Amar quería decir: “No lo sé”, porque ignoraba cómo poner en palabras la verdadera razón por la que le había apetecido proferir el insulto contra Mohammed. Ciertamente no se trataba de la sugerencia hecha por Mohammed; no había nada extraño en ello, como no hubiera habido nada extraordinario en el hecho de que él aceptara la propuesta. Tenía que ver más bien con la pretenciosa seguridad que había mostrado Mohammed de estar en lo cierto –‍era ni más ni menos el tipo de persona que despierta en otros la necesidad de golpearle‍–‍. Pero sabía que apenas si podía esperar que sus oyentes entendieran aquello sin desembocar en una larga digresión que les llevaría a hablar de política, e incluso en el caso de que él hubiera estado mentalmente dotado para adentrarse en tal discusión, aquello resultaba inconcebible. Ni siquiera sabía hacia qué lado se inclinaban las simpatías de aquellas personas; no era descartable que todos estuvieran con los franceses.

–No me gustaba –‍dijo por fin Amar‍–‍. Era la clase de ouild que necesita una buena paliza de vez en cuando.

–Comprendo –‍dijo el hombre con gesto grave, girando su cabeza hacia los tres jóvenes, como si pretendiera advertirles con su mirada que no se rieran‍–‍. Entonces le diste fuerte. Zid.

Amar se encontraba ahora un poco más relajado; tenía la impresión de que aquel hombre le creía, lo cual le daba la suficiente tranquilidad para poder recordar cómo se había producido la pelea, que relató con todo lujo de detalles. El hombre parecía francamente divertido –‍Amar podía leerlo en sus ojos‍–‍, pero permanecía sentado a la escucha con aire solemne, hasta que Amar llevó la historia al momento en que había oído una motocicleta procedente del huerto y él había intentado en vano escapar entre los árboles para, en último extremo, volver sobre sus pasos y ser descubierto antes de haber alcanzado el camino. El hombre se aproximó y le dio una palmada en el hombro, riendo.

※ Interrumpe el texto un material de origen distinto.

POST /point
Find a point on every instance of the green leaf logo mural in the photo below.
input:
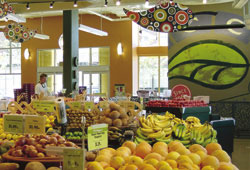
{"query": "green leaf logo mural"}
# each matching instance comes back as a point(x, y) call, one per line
point(210, 63)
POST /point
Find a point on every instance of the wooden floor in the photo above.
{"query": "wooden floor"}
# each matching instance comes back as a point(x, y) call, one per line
point(241, 154)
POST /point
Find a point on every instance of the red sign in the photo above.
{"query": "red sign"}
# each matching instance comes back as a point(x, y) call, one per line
point(179, 91)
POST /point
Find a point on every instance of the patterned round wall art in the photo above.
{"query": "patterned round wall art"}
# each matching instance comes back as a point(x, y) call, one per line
point(16, 32)
point(166, 17)
point(5, 9)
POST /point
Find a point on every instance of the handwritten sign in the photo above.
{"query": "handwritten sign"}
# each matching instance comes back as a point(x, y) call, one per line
point(89, 105)
point(103, 104)
point(97, 136)
point(44, 106)
point(34, 124)
point(13, 123)
point(127, 105)
point(76, 105)
point(179, 91)
point(73, 159)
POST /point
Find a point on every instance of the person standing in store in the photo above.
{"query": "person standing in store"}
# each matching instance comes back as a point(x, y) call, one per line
point(41, 88)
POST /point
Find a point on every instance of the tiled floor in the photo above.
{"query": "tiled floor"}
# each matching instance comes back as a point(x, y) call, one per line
point(241, 154)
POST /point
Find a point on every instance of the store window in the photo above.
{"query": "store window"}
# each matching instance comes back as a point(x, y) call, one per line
point(93, 68)
point(153, 72)
point(149, 38)
point(10, 67)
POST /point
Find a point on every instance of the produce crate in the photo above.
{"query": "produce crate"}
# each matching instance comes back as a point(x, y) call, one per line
point(200, 112)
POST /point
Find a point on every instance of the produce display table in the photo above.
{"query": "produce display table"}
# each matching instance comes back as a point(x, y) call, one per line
point(200, 112)
point(48, 162)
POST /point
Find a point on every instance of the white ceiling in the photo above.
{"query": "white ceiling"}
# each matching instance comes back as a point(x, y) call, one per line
point(42, 9)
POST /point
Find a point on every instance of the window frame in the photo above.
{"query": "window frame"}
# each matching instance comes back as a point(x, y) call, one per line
point(10, 48)
point(159, 73)
point(88, 69)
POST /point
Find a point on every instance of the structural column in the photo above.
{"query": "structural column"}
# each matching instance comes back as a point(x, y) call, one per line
point(70, 50)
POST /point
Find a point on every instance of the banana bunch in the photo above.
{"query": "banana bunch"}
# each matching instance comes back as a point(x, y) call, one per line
point(154, 127)
point(167, 127)
point(192, 122)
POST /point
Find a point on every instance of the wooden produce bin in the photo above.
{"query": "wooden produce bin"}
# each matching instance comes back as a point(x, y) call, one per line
point(200, 112)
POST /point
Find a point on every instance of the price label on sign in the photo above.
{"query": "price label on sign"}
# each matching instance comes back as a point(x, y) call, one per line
point(34, 124)
point(73, 159)
point(103, 104)
point(76, 105)
point(44, 106)
point(89, 105)
point(123, 105)
point(97, 137)
point(13, 123)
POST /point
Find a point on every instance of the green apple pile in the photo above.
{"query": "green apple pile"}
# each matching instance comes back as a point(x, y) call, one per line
point(74, 135)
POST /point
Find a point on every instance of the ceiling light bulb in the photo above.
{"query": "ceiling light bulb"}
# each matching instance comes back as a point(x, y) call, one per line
point(51, 4)
point(28, 6)
point(118, 2)
point(75, 3)
point(106, 3)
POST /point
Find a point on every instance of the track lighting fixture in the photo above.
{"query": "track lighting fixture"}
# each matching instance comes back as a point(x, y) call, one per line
point(28, 6)
point(75, 3)
point(51, 4)
point(106, 3)
point(118, 2)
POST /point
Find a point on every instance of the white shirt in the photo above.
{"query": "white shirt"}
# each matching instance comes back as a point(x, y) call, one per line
point(42, 88)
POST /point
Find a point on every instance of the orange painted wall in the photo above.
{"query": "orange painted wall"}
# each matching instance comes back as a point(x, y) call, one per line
point(120, 66)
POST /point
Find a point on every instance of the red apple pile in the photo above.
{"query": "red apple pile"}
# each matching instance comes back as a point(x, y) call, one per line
point(33, 146)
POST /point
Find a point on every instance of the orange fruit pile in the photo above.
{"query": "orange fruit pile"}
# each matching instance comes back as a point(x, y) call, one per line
point(162, 156)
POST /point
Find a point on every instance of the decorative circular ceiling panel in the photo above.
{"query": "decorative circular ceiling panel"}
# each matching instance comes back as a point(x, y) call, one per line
point(166, 17)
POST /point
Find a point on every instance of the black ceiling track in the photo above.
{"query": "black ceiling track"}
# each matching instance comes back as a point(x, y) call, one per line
point(210, 27)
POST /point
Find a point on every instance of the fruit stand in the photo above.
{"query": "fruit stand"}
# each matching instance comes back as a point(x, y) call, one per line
point(120, 138)
point(181, 109)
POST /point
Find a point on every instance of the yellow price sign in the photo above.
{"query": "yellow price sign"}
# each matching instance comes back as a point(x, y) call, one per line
point(123, 105)
point(44, 106)
point(103, 104)
point(13, 123)
point(89, 105)
point(76, 105)
point(34, 124)
point(73, 159)
point(97, 136)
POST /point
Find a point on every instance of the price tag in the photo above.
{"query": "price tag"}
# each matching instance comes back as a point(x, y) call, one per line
point(34, 124)
point(130, 106)
point(73, 159)
point(141, 100)
point(13, 123)
point(89, 105)
point(97, 137)
point(123, 105)
point(44, 106)
point(76, 105)
point(104, 104)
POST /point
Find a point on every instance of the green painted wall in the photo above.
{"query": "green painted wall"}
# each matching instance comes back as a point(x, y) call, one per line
point(212, 62)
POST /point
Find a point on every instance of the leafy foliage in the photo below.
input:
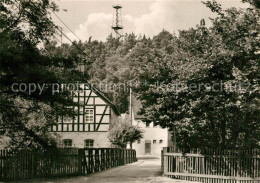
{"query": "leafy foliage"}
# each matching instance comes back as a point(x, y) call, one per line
point(25, 117)
point(123, 132)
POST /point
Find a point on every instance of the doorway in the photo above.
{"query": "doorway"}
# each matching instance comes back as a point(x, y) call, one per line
point(147, 147)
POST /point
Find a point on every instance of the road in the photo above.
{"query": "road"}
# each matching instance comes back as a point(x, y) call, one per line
point(146, 170)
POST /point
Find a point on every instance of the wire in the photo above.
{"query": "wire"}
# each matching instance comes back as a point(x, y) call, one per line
point(80, 48)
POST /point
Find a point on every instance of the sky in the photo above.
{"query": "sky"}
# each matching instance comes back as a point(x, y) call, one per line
point(94, 18)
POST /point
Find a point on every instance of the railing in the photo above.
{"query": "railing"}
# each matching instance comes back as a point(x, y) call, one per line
point(220, 166)
point(28, 164)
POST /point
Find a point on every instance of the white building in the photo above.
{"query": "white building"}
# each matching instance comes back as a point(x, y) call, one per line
point(154, 137)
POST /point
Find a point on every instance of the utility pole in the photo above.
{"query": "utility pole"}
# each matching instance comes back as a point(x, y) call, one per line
point(130, 105)
point(61, 35)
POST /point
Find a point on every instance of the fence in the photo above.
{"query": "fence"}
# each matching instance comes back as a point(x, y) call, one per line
point(28, 164)
point(213, 166)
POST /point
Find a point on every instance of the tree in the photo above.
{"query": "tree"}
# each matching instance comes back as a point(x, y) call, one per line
point(122, 132)
point(208, 87)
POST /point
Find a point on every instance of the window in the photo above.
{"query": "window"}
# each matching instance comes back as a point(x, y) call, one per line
point(147, 124)
point(89, 143)
point(67, 143)
point(89, 115)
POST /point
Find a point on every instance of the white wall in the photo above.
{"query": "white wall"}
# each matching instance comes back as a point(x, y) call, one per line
point(78, 138)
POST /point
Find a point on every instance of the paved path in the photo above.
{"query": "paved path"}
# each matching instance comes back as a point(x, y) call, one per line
point(146, 170)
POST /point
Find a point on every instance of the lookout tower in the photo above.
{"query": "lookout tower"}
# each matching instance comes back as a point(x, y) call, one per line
point(117, 20)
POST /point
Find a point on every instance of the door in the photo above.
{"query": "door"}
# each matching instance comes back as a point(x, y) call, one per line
point(147, 147)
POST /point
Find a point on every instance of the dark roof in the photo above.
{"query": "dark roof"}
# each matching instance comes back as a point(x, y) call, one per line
point(136, 106)
point(103, 96)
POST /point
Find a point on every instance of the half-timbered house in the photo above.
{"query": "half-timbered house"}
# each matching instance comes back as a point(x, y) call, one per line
point(154, 136)
point(90, 125)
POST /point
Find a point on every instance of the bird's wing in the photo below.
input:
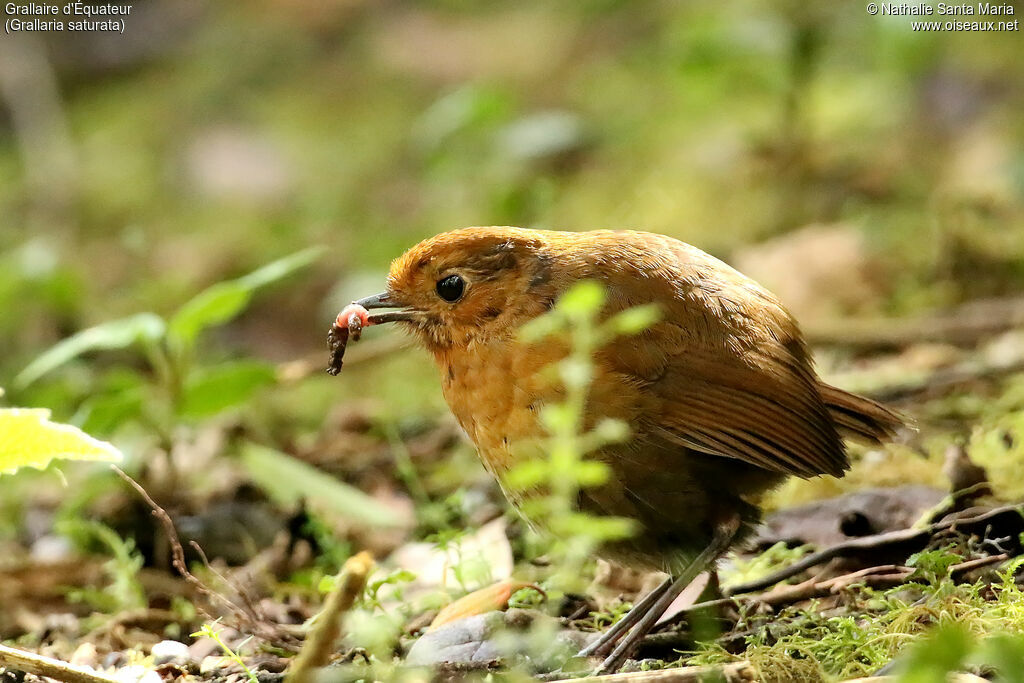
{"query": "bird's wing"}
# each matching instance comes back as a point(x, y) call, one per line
point(768, 414)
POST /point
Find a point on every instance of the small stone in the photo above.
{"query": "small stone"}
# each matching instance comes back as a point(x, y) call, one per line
point(213, 663)
point(136, 674)
point(170, 651)
point(85, 655)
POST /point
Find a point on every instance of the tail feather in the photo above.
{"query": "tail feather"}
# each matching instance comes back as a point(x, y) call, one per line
point(859, 417)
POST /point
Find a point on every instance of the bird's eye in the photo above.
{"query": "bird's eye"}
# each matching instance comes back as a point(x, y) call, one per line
point(451, 288)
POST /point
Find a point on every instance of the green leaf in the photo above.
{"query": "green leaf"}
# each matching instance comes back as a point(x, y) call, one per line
point(214, 305)
point(210, 391)
point(281, 268)
point(221, 302)
point(103, 414)
point(113, 335)
point(288, 481)
point(941, 650)
point(28, 438)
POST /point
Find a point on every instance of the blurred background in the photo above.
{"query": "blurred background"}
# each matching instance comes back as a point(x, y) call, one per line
point(867, 173)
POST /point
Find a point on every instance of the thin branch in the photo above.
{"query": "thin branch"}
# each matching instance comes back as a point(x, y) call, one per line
point(909, 537)
point(734, 672)
point(30, 663)
point(320, 645)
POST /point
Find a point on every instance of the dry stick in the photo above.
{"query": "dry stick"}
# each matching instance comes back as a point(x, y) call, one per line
point(735, 672)
point(944, 380)
point(178, 554)
point(865, 543)
point(316, 652)
point(30, 663)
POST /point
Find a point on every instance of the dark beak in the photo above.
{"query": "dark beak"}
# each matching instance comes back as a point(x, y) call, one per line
point(383, 300)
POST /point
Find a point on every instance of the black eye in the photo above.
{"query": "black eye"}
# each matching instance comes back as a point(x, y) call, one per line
point(451, 288)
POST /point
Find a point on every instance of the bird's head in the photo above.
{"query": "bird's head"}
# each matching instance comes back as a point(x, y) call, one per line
point(468, 286)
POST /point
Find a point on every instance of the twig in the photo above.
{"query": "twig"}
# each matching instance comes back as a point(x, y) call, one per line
point(320, 645)
point(903, 537)
point(38, 665)
point(252, 622)
point(978, 562)
point(734, 672)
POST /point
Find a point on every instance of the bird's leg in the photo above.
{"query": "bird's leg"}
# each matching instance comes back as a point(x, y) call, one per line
point(608, 639)
point(724, 534)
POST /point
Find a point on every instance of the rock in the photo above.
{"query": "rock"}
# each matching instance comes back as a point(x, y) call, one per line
point(170, 651)
point(136, 674)
point(85, 655)
point(837, 519)
point(498, 637)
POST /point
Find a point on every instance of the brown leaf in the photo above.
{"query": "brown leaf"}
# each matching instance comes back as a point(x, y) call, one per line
point(486, 599)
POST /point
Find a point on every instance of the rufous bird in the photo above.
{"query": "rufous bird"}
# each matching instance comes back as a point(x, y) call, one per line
point(720, 393)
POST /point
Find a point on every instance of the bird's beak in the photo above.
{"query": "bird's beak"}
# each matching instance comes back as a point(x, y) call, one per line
point(383, 300)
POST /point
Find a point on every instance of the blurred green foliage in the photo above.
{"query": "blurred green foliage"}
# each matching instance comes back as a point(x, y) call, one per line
point(250, 130)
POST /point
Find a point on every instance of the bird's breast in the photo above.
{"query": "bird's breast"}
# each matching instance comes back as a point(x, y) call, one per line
point(496, 392)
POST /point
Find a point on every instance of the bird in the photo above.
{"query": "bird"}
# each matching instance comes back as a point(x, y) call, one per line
point(720, 393)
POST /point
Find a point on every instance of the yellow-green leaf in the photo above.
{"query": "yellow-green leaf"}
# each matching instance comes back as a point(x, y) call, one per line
point(28, 438)
point(484, 600)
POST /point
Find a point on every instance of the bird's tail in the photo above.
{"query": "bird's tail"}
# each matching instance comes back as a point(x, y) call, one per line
point(859, 417)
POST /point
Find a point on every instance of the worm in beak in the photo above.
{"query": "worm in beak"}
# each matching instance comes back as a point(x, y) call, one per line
point(354, 316)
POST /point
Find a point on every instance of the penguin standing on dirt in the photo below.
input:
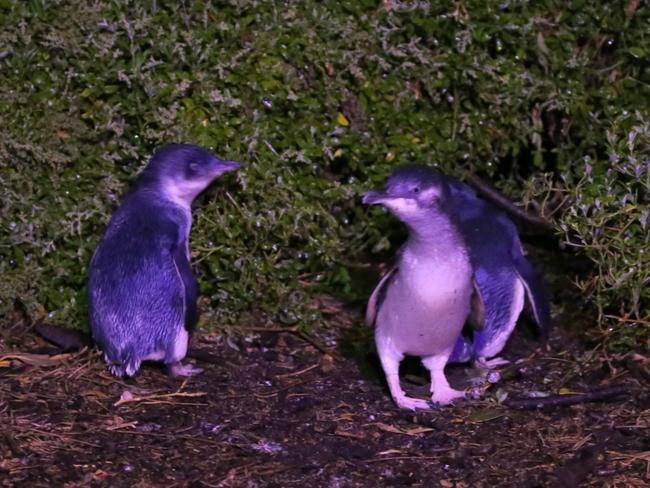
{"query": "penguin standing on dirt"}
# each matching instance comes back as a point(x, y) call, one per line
point(462, 262)
point(141, 288)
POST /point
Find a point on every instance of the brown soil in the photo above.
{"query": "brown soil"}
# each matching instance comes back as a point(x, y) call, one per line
point(272, 410)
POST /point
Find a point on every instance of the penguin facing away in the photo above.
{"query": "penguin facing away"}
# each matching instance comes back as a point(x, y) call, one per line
point(462, 262)
point(141, 289)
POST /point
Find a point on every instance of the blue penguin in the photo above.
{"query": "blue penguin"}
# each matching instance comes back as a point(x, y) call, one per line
point(419, 308)
point(141, 288)
point(463, 261)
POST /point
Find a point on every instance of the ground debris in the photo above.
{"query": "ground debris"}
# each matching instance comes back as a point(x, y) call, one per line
point(280, 412)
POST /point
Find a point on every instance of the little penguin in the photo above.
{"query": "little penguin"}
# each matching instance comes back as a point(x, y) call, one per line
point(419, 307)
point(141, 289)
point(463, 261)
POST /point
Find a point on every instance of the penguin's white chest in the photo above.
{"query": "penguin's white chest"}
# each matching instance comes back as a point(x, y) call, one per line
point(427, 304)
point(436, 283)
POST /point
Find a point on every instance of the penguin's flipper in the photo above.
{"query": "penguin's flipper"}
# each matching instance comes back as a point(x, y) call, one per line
point(534, 289)
point(377, 297)
point(182, 263)
point(477, 308)
point(503, 298)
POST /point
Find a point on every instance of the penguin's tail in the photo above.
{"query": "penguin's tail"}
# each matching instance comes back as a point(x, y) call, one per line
point(534, 289)
point(128, 364)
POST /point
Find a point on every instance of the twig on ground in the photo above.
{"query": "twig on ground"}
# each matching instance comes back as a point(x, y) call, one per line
point(609, 393)
point(295, 330)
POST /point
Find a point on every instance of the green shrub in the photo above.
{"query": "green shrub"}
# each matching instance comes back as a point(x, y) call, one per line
point(320, 100)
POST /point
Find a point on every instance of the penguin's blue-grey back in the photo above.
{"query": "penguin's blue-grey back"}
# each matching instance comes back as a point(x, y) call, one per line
point(136, 302)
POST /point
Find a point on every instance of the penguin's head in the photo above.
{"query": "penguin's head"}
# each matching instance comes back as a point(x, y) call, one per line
point(411, 192)
point(182, 171)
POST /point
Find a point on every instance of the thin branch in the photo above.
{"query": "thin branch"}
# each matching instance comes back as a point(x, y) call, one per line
point(608, 393)
point(493, 195)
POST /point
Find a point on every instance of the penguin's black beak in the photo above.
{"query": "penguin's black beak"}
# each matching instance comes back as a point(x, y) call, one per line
point(226, 165)
point(374, 197)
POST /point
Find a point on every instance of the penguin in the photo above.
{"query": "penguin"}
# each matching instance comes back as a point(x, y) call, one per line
point(462, 262)
point(141, 290)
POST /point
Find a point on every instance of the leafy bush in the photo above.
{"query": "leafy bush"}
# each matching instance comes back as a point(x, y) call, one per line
point(320, 100)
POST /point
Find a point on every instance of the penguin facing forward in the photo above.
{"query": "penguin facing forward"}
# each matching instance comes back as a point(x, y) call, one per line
point(419, 308)
point(463, 261)
point(141, 289)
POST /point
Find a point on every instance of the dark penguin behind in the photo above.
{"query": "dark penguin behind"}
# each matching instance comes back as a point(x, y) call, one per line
point(142, 291)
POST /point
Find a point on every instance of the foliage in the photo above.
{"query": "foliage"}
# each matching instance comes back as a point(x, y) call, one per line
point(320, 100)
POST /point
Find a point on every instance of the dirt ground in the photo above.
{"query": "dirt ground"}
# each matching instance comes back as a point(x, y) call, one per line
point(272, 409)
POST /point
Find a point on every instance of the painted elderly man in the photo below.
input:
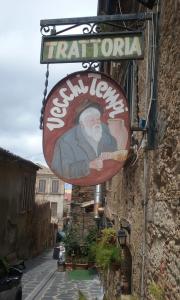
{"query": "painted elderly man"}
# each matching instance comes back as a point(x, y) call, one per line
point(84, 147)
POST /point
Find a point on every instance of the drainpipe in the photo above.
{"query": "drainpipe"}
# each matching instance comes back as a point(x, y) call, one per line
point(144, 225)
point(97, 201)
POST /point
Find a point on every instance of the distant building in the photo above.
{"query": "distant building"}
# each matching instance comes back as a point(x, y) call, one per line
point(22, 233)
point(49, 188)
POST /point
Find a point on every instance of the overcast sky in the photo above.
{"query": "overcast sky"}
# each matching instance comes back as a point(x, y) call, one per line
point(22, 76)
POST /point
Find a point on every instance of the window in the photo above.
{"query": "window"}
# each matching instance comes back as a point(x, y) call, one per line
point(27, 194)
point(55, 186)
point(42, 186)
point(54, 209)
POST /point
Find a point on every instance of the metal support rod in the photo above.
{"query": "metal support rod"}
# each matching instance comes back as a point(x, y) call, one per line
point(97, 200)
point(97, 19)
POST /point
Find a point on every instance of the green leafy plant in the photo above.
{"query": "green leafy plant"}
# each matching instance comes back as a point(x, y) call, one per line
point(72, 242)
point(105, 251)
point(156, 291)
point(81, 296)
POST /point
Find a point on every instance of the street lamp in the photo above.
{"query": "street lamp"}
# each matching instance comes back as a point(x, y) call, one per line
point(148, 3)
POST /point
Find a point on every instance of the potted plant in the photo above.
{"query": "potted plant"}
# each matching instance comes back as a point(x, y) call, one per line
point(104, 250)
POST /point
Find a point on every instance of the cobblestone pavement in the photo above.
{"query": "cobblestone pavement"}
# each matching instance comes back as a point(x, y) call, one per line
point(41, 280)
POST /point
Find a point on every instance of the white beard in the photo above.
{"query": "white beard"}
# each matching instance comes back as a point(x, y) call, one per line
point(94, 132)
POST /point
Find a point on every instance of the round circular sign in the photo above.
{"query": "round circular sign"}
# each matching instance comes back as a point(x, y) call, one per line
point(86, 129)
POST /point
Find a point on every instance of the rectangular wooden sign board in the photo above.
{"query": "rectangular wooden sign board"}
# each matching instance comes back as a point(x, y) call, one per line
point(94, 47)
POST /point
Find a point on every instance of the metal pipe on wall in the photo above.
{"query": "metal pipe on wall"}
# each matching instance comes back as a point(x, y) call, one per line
point(97, 200)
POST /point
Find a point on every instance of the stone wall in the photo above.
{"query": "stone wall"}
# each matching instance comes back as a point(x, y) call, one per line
point(153, 178)
point(82, 220)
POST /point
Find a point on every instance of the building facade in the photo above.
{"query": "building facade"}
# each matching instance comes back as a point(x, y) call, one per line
point(49, 188)
point(22, 234)
point(145, 193)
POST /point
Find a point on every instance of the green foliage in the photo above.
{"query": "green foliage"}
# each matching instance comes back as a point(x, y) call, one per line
point(104, 251)
point(156, 291)
point(72, 242)
point(108, 236)
point(81, 296)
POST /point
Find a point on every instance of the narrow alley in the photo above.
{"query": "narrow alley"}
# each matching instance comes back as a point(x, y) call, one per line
point(42, 280)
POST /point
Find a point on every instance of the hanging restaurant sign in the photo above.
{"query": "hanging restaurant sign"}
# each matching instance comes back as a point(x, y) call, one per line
point(99, 47)
point(86, 128)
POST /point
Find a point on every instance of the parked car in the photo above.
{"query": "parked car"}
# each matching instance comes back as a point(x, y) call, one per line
point(10, 283)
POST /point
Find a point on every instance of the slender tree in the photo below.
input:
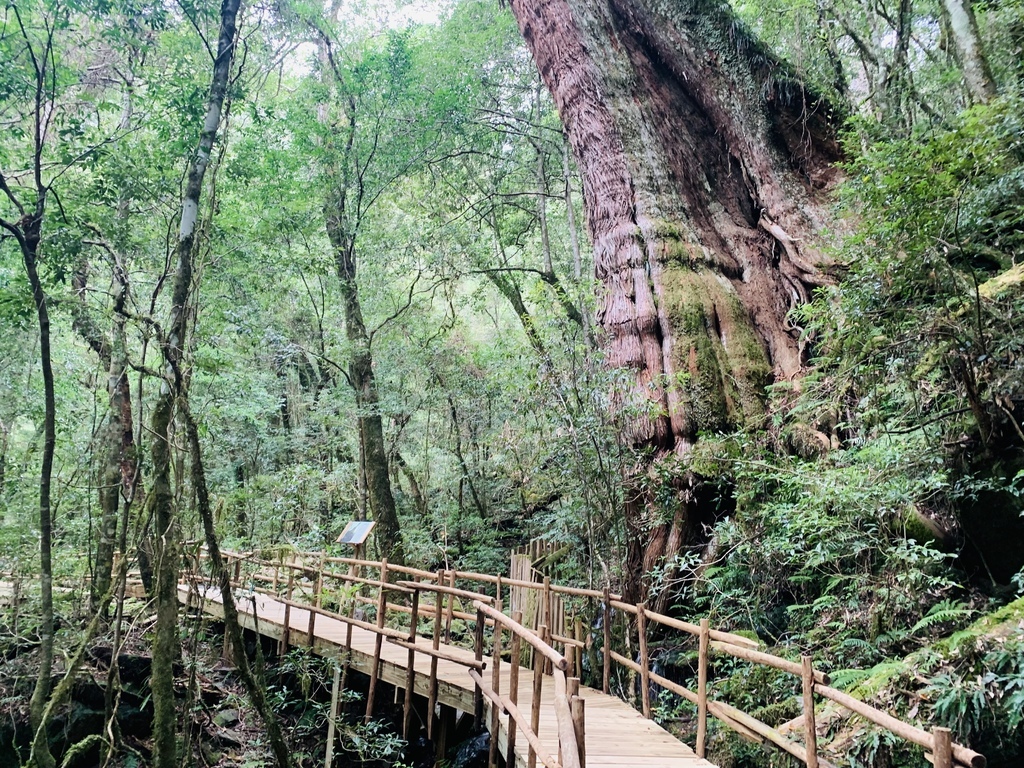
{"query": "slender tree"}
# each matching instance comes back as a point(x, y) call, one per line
point(173, 343)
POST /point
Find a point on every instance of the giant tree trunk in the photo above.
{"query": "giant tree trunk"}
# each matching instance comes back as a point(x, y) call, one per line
point(702, 164)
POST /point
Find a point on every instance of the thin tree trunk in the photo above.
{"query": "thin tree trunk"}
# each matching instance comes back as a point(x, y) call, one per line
point(255, 687)
point(166, 646)
point(977, 74)
point(41, 691)
point(364, 382)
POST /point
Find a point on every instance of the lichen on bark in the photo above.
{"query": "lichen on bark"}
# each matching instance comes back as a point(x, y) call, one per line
point(702, 161)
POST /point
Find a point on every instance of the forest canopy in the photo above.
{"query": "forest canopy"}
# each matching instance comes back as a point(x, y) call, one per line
point(723, 301)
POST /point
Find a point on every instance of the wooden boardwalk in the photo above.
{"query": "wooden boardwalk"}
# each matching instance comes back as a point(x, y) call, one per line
point(616, 735)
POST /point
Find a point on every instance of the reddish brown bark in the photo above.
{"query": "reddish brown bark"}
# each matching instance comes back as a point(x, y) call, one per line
point(702, 164)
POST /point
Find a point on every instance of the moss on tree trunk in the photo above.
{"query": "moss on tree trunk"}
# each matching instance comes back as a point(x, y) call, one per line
point(704, 162)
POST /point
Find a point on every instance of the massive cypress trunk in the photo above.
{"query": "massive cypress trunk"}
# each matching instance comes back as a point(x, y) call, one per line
point(173, 344)
point(704, 163)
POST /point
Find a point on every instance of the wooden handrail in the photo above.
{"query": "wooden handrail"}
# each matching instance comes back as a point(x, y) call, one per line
point(768, 660)
point(465, 594)
point(556, 658)
point(813, 681)
point(903, 730)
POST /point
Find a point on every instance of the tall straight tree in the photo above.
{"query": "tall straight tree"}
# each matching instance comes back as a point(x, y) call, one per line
point(371, 133)
point(704, 162)
point(173, 343)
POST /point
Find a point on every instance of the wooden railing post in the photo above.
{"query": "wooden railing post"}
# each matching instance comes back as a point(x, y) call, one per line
point(535, 710)
point(288, 611)
point(811, 737)
point(549, 620)
point(332, 718)
point(578, 650)
point(644, 659)
point(704, 642)
point(577, 711)
point(606, 650)
point(407, 710)
point(450, 610)
point(496, 682)
point(942, 749)
point(375, 670)
point(513, 688)
point(435, 644)
point(478, 655)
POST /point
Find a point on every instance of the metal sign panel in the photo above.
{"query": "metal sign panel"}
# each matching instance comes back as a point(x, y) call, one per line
point(356, 531)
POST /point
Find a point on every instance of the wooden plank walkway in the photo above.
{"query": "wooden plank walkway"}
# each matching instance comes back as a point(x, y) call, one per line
point(617, 736)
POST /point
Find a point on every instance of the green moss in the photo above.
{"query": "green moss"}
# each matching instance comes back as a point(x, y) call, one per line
point(721, 385)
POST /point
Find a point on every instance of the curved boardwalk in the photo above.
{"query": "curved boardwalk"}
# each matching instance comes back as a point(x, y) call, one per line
point(616, 735)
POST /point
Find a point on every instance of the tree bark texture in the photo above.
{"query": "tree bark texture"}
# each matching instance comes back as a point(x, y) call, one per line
point(173, 343)
point(702, 162)
point(255, 685)
point(364, 382)
point(30, 251)
point(977, 74)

–Muy bien, muy bien –‍dijo‍–‍. Creo que nos podemos creer tu historia. Ahora tengo que ir a la ciudad durante un rato, pero volveré. Quédate aquí, la casa es tuya. Si quieres algo, simplemente pídelo.

Se puso en pie; Amar le imitó en un gesto automático. Había oído y entendido la invitación formulada por el hombre, pero la consideraba una mera cortesía. Además, quería marcharse; la casa y los jóvenes y su propio anfitrión constituían en cierto modo un misterio, como un sueño, pero él estaba lleno de desasosiego. Miró hacia arriba y contempló casi con melancolía los pedazos de cielo azul a través de los tragaluces.

–Siéntate –‍dijo el hombre. Esto era ciertamente una orden, y él obedeció. El hombre se alejó con lentitud hacia la puerta y desapareció. Unos instantes después la motocicleta volvió a rugir, y algo más tarde su sonido empezó a desvanecerse poco a poco.